Yeah I have no idea which `--maf` or `--max-maf` setting I should use, so maybe it's best to not use them at all. But `--maf` and `--max-maf` don't select the SNPs to remove based on the minor allele frequency relative to other samples in the dataset, but based on the absolute frequency. Here's the number of SNP removed in my set of European samples from Busby, out of a total of 523443:

`--max-maf .499`: 898
`--max-maf .49`: 9297
`--max-maf .45`: 46980
`--max-maf .25`: 243706
`--max-maf .1`: 421404
`--max-maf .05`: 480608
`--maf .001`: 7873
`--maf .01`: 18428
`--maf .05`: 42808
`--maf .25`: 243905
`--maf .4`: 429267
`--maf .45`: 476446

Originally Posted by Zoro

Another thing to keep in mind is the SNPs picked by ancestry companies are optimized for intra-European variation. There are many SNPs unique to East Asians or Africans that are not genotyped. I think in 20 years your ancestry calculations will look different from now

Is that also true of the Human Origins array, or is that why West Africans have such a low f2 distance to Khoisan and Central African pygmies and Hadza in 1240K+HO? (https://anthrogenica.com/showthread....315#post800315)

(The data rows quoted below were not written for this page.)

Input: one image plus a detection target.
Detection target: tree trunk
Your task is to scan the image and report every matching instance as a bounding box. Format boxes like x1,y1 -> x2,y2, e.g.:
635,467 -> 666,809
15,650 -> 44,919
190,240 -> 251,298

Edit: apparently the Human Origins array was designed to differentiate 11 modern popuations, including Mbuti and San, but maybe it still gives relatively little weight to SNPs that are specific to Capoids and Bambutids (https://www.thermofisher.com/documen...ns_appnote.pdf):

A total of 1.81 million candidate SNPs, all from genome locations covered by sequencing reads from Neanderthals, Denisovans, and chimpanzees, were ascertained using a simple SNP discovery procedure first described by Keinan, et al., 2007.[1] The most important ascertainment involved using whole-genome shotgun sequencing data to discover differences between the two chromosomes carried by individuals from 11 populations (San, Yoruba, Mbuti, French, Sardinian, Han, Cambodian, Mongolian, Karitiana, Papuan, and Bougainville).

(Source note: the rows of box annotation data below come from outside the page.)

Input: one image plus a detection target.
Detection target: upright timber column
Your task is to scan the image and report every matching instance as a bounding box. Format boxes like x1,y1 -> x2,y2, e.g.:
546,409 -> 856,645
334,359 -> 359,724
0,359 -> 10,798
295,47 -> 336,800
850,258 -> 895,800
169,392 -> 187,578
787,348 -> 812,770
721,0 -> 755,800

A paper about a new SNP panel said that the 1240K panel overestimates the difference between Africans and non-Africans (https://arborbiosci.com/wp-content/u...nel_Design.pdf):

We computed FST for 1) the whole genomes in the SGDP 2) the currently widely used 1240k panel, and for the new 850k Ancestral SNP panel. Differentiation between African and non-African populations is overestimated for the 1240k, but no similar bias is observed for the Ancestral SNP panel (Figure 2).